Ideas in bloom: Thought, planning go into Rogue Valley Mother’s Day bouquets
Published 12:55 pm Sunday, May 12, 2024
- Sabrina Carroll, owner of B. Cazwell's Floral Dezines in Medford, arranges a Mother's Day bouquet at her shop in Medford. She expected to be working late into the night Thursday preparing orders for Mother's Day.
Working with color schemes from yellows and pinks to corals and mauves, florists across Southern Oregon devoted weeks of preparation and days of double-time crafting the bouquets honoring local moms.
B. Cazwell’s Floral Dezines in Medford is normally open until 3 p.m., but owner Sabrina Carroll anticipated that her shop at 326 Kennet St. would be open possibly as late as 10 p.m. preparing orders for Mother’s Day.
“We’ll be burning the midnight oil,” Carroll said.
Orders from repeat customers started coming in about the end of April, and Carroll orders from her flower supplier accordingly, she said.
The bulk of what she works with gets ordered a month in advance, and timing is everything in Carroll’s business. The bouquet components won’t last if they arrive too early.
“We can’t build too far in advance because they’re perishable,” Carroll said, adding that she strives to make sure flowers are arranged no more than two days before they are needed.
She can order more if necessary, but Carroll said that her supplier’s inventory drops and flower prices rise as it gets closer to the big day.
“The first thing to go is purple flowers,” Carroll said.
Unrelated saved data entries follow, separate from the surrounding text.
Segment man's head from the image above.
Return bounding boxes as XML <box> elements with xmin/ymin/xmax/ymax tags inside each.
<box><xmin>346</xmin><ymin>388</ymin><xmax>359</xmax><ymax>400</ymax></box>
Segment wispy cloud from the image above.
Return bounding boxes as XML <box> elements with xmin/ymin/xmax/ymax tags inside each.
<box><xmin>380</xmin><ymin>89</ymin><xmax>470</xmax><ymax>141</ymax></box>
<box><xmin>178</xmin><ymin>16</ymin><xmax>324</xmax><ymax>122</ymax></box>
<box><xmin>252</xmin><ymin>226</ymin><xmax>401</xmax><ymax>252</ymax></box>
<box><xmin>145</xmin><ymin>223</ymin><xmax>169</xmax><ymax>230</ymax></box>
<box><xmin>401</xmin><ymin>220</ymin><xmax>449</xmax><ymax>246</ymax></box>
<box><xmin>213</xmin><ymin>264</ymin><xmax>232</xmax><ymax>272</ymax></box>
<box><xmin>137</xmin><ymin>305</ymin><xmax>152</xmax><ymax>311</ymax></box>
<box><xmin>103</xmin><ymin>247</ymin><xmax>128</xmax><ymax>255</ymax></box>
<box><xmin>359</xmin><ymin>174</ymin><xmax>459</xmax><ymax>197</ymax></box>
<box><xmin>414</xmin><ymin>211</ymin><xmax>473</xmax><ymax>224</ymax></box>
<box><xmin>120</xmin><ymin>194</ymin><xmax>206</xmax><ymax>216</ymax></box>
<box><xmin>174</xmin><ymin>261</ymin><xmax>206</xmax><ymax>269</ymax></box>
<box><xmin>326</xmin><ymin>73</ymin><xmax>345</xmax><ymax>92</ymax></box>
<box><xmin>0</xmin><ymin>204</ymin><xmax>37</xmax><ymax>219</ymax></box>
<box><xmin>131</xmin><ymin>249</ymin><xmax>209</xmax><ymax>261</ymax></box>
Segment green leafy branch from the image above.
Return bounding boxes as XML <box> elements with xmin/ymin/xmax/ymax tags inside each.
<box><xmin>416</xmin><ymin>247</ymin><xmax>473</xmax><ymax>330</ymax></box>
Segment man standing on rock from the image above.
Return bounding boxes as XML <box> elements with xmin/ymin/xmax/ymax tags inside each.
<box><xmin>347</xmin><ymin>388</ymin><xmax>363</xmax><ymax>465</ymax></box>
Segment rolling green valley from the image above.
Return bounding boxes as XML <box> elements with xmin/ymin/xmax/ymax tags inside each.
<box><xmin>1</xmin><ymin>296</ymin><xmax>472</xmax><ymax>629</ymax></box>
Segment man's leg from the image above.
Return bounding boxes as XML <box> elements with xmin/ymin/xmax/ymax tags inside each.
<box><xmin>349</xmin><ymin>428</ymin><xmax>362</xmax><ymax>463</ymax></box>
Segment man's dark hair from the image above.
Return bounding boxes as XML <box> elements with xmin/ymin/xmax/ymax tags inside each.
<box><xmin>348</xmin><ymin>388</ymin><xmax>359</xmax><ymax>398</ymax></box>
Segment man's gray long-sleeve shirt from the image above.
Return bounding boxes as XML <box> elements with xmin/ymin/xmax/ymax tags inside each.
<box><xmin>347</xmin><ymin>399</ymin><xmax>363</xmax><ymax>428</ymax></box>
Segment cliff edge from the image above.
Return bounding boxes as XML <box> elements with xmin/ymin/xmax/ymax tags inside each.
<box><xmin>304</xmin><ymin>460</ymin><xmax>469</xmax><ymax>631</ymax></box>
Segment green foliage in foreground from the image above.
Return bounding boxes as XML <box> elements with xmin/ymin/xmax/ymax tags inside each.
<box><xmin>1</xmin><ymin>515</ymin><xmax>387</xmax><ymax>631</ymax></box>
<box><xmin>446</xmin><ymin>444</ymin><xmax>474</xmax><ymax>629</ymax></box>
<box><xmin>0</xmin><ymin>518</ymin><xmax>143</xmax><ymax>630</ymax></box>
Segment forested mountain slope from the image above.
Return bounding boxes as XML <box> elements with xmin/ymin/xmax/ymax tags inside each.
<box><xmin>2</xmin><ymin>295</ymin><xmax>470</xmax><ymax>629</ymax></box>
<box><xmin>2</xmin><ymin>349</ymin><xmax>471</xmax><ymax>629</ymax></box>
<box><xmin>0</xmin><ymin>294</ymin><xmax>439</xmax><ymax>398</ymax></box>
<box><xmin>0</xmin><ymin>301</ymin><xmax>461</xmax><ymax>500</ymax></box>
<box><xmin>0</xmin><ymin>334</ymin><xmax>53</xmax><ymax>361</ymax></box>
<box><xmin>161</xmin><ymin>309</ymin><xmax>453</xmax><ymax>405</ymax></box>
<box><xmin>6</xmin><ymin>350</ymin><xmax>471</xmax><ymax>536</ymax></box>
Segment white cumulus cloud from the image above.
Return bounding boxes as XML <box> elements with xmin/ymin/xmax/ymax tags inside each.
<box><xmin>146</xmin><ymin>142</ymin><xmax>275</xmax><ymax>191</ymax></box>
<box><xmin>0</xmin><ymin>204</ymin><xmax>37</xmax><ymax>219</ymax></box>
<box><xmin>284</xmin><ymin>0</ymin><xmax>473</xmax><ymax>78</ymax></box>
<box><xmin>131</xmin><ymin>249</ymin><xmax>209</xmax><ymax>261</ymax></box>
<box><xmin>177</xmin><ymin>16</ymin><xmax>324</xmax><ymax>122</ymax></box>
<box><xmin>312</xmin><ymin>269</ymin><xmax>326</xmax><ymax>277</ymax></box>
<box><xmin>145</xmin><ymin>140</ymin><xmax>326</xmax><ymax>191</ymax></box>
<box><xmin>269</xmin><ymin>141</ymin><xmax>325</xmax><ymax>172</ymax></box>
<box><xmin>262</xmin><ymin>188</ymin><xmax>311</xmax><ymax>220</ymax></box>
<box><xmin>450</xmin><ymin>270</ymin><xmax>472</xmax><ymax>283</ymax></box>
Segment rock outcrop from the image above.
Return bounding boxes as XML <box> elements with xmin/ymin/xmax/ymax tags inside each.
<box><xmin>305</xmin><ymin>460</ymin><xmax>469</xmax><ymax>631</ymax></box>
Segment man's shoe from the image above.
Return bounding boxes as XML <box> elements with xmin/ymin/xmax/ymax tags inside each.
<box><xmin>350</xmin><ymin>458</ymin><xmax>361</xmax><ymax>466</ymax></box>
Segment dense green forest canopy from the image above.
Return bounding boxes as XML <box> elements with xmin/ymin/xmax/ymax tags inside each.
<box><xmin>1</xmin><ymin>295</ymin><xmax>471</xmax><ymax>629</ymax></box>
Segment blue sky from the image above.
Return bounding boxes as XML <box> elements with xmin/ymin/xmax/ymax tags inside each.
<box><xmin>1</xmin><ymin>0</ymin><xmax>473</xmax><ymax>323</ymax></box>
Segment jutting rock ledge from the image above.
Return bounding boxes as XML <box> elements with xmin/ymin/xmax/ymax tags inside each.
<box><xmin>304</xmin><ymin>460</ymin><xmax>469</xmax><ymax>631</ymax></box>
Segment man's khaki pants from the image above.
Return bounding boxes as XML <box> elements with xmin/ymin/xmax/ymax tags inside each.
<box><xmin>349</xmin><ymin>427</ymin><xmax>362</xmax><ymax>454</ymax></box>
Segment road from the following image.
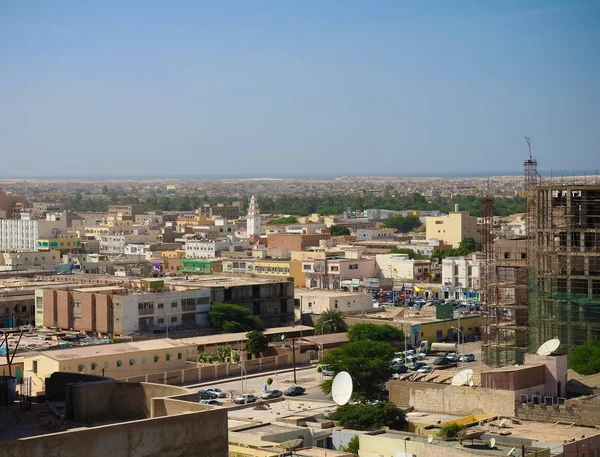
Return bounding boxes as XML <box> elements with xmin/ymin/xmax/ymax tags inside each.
<box><xmin>187</xmin><ymin>366</ymin><xmax>328</xmax><ymax>403</ymax></box>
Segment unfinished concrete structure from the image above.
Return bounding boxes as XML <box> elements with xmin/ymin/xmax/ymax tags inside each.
<box><xmin>529</xmin><ymin>183</ymin><xmax>600</xmax><ymax>355</ymax></box>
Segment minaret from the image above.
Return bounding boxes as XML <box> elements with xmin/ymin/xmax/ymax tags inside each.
<box><xmin>247</xmin><ymin>195</ymin><xmax>262</xmax><ymax>239</ymax></box>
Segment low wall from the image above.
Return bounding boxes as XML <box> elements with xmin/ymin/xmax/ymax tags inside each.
<box><xmin>46</xmin><ymin>372</ymin><xmax>110</xmax><ymax>401</ymax></box>
<box><xmin>516</xmin><ymin>394</ymin><xmax>600</xmax><ymax>427</ymax></box>
<box><xmin>117</xmin><ymin>354</ymin><xmax>311</xmax><ymax>385</ymax></box>
<box><xmin>4</xmin><ymin>408</ymin><xmax>228</xmax><ymax>457</ymax></box>
<box><xmin>389</xmin><ymin>380</ymin><xmax>519</xmax><ymax>417</ymax></box>
<box><xmin>151</xmin><ymin>398</ymin><xmax>209</xmax><ymax>418</ymax></box>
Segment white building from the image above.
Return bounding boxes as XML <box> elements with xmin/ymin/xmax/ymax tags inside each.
<box><xmin>0</xmin><ymin>213</ymin><xmax>67</xmax><ymax>251</ymax></box>
<box><xmin>185</xmin><ymin>238</ymin><xmax>249</xmax><ymax>259</ymax></box>
<box><xmin>355</xmin><ymin>228</ymin><xmax>397</xmax><ymax>241</ymax></box>
<box><xmin>120</xmin><ymin>288</ymin><xmax>211</xmax><ymax>334</ymax></box>
<box><xmin>295</xmin><ymin>290</ymin><xmax>373</xmax><ymax>316</ymax></box>
<box><xmin>99</xmin><ymin>232</ymin><xmax>158</xmax><ymax>255</ymax></box>
<box><xmin>441</xmin><ymin>254</ymin><xmax>482</xmax><ymax>299</ymax></box>
<box><xmin>375</xmin><ymin>253</ymin><xmax>434</xmax><ymax>283</ymax></box>
<box><xmin>246</xmin><ymin>195</ymin><xmax>262</xmax><ymax>238</ymax></box>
She had to remove some of the prearranged bouquets from her website earlier this week because some pieces are low on inventory. She recommends to people making orders late that they leave it up to the designer.
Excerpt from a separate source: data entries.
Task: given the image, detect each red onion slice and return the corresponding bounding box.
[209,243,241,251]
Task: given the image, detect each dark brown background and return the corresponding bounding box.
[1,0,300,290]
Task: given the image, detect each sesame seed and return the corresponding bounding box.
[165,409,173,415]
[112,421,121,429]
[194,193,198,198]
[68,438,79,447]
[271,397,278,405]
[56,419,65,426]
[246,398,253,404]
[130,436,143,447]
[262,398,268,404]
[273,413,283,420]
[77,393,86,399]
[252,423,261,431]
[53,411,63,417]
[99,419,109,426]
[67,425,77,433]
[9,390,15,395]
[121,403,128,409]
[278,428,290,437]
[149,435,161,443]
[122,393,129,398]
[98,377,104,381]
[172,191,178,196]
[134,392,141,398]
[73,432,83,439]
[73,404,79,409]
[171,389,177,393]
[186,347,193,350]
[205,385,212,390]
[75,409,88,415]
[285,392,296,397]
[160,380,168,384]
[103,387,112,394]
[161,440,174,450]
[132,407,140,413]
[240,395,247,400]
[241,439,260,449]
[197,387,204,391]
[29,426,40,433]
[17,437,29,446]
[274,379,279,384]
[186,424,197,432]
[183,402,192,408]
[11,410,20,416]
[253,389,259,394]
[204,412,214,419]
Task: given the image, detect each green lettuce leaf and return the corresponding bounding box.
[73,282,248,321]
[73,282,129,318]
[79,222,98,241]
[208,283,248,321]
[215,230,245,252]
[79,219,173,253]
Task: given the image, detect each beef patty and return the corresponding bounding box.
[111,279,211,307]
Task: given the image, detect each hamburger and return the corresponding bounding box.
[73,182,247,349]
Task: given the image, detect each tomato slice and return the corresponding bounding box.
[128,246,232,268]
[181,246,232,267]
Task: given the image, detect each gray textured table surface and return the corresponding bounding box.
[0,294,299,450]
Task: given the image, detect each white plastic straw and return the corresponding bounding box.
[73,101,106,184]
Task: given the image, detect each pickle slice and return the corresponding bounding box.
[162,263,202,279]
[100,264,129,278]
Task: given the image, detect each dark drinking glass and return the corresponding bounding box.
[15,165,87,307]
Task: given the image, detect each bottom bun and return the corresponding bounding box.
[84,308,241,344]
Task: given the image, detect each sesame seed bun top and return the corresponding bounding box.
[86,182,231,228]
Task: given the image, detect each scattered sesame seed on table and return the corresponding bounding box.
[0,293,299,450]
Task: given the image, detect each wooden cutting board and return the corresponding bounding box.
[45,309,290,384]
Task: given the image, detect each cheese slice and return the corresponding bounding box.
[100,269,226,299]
Carroll described some of the different considerations that go into her arrangements. When the container is something like a basket, one challenge can be “hiding the mechanics” — ensuring that the green foam base layer florists use to keep pieces in place stay concealed.
As for the more aesthetic considerations, Carroll said she likes to start with a focal flower “and just kind of build around that.”
At Judy’s Central Point Florist, preparation for Mother’s Day begins the day after Valentine’s Day, according to owner Rick Samuelson. They have orders in to their wholesalers and brokers by March 1.
Samuelson said he “goes to about triple staff” this week to handle roughly 500 deliveries between Friday and Saturday.
“It’s huge,” Samuelson said.
Just like in other parts of fashion and home decor, floral trends come and go. Samuelson said one accent he’s noticed making a comeback this year are large ribbon bows tied on the vase.
He pointed to examples on the shop’s website with bows such as the “Oh Momma!” and the “Judy’s Spring Dream Bouquet.”
The Spring Dream was an idea that started with a customer wanting the shop to customize an idea the customer had seen somewhere else. Samuelson said the shop thought to grab a photo of the bouquet, and the Spring Dream is now one of the shop’s bestsellers.
“The big bow has been out for 20 years — now people love it,” Samuelson said. “It rotates back.”